Lo conosciamo tutti e tutti siamo rimasti colpiti da almeno una sua opera. Banksy è sicuramente l’artista – street artist, per la precisione – simbolo del nostro secolo, perennemente ostacolato dalla critica d’arte e continuamente osannato dal pubblico, soprattutto più giovane.

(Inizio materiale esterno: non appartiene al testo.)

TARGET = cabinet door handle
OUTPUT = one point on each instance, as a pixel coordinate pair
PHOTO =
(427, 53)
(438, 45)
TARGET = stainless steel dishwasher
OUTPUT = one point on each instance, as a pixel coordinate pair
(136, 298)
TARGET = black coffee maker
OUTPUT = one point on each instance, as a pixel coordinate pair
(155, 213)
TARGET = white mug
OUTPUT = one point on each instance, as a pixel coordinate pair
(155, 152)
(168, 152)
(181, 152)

Che sia un artista, nel senso classico del termine, o meno, poco importa, ha mezzi espressivi superbi, capacità di fomentare proteste, svelare significati, raccontare conflitti in immagini dalla forza straordinaria in equilibrio tra sarcasmo e profondità, ma è anche abilissimo comunicatore e fine marketer pur non avendo profili social e conservando ferocemente l’anonimato.
Il suo punto di forza è l’immediatezza delle immagini che costruisce: strutture semplici, pulite, da cui l’occhio è prontamente rapito. Il meccanismo cognitivo che innescano le figure di Banksy è quello del sorriso perché sono costruite in equilibrio tra ironia e sbeffeggio di una situazione politica o sociale, ma subito la percezione è costretta a calarsi dentro l’immagine e ne carpisce, così, la profondità del messaggio. In pochi tratti riesce a sviluppare concetti taglienti e rivoluzionari, ma anche poesia e garbo per i temi più delicati.

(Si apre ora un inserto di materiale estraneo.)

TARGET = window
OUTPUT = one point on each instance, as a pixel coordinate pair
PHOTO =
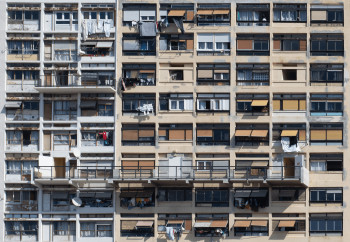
(139, 74)
(176, 102)
(213, 102)
(213, 44)
(139, 103)
(172, 195)
(326, 104)
(326, 162)
(289, 102)
(289, 13)
(252, 134)
(253, 14)
(176, 42)
(326, 224)
(327, 44)
(326, 134)
(215, 134)
(329, 14)
(96, 229)
(286, 194)
(326, 195)
(138, 12)
(135, 45)
(138, 135)
(22, 230)
(213, 14)
(213, 74)
(253, 44)
(216, 198)
(252, 104)
(175, 132)
(253, 74)
(289, 42)
(326, 74)
(23, 47)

«L’arte dovrebbe confortare i disturbati e disturbare gli amanti delle comodità.»
A questo, unisce la tecnica: Banksy è un writer, uno di quei giovani graffitari che imbrattano i muri delle città con i loro disegni lanciando proteste o semplicemente per esprimere la loro arte che per anni è stata rifiutata dai canali tradizionali delle mostre e ancora oggi fatica a essere accettata come tale. È un’arte giovane, per i giovani, che parla il loro linguaggio ed esprime il loro disagio seppur ancora fuori legge in molte città.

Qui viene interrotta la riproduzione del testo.